Add fully local conversational AI pipeline for Reachy Mini

Local STT (Qwen3-ASR), VLM (Gemma 4 26B-A4B), and TTS (Spark-TTS) running on Apple Silicon via MLX, with bracket-tag action system for nod, shake, wiggle, dance, photo, and pre-recorded emotions.
2026-05-12 09:24:02 +02:00
parent 3a8a8e3145
commit 5a04a7133a
12 changed files with 4074 additions and 0 deletions
--- a/record_voice.py
+++ b/record_voice.py
@@ -0,0 +1,61 @@
+"""
+Record a voice reference clip for Spark-TTS cloning.
+
+Usage:
+    .venv/bin/python record_voice.py [seconds] [output.wav]
+
+Defaults: 12 seconds, output to voice_ref.wav
+
+Tips:
+- Quiet room, no background noise
+- Natural speaking pace, not robotic
+- Read a passage of real sentences (not word lists)
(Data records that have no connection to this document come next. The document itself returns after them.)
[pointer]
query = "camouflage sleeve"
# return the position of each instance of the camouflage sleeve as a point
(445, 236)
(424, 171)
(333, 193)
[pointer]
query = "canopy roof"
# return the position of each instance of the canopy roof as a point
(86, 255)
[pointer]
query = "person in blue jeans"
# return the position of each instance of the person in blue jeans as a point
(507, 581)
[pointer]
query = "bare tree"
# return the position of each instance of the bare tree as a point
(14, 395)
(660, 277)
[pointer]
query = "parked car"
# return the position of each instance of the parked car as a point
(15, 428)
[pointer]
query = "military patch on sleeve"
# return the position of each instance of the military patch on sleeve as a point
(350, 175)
+- 5-15 seconds works best
+"""
+import sys
+import wave
+
+import numpy as np
+import sounddevice as sd
+
+SAMPLE_RATE = 16000
+
+
+def main():
+    duration = float(sys.argv[1]) if len(sys.argv) > 1 else 12.0
+    outpath = sys.argv[2] if len(sys.argv) > 2 else "voice_ref.wav"
+
+    print(f"Recording {duration:.0f}s to {outpath}")
+    print("Speak naturally. Starting in 3...")
+    sd.sleep(1000)
+    print("2...")
+    sd.sleep(1000)
+    print("1...")
+    sd.sleep(1000)
+    print("GO — speak now")
+
+    audio = sd.rec(
+        int(duration * SAMPLE_RATE),
+        samplerate=SAMPLE_RATE,
+        channels=1,
+        dtype="int16",
+    )
+    sd.wait()
+    print("Done.")
+
+    with wave.open(outpath, "wb") as f:
+        f.setnchannels(1)
+        f.setsampwidth(2)
+        f.setframerate(SAMPLE_RATE)
+        f.writeframes(audio.tobytes())
+
+    peak = np.abs(audio).max()
+    print(f"Saved {outpath} — peak={peak} (healthy range: 5000–30000)")
+    if peak < 2000:
+        print("WARNING: very quiet recording. Speak louder or move closer to mic.")
+    elif peak > 32000:
+        print("WARNING: clipping. Move further from mic or lower input volume.")
+
+
+if __name__ == "__main__":
+    main()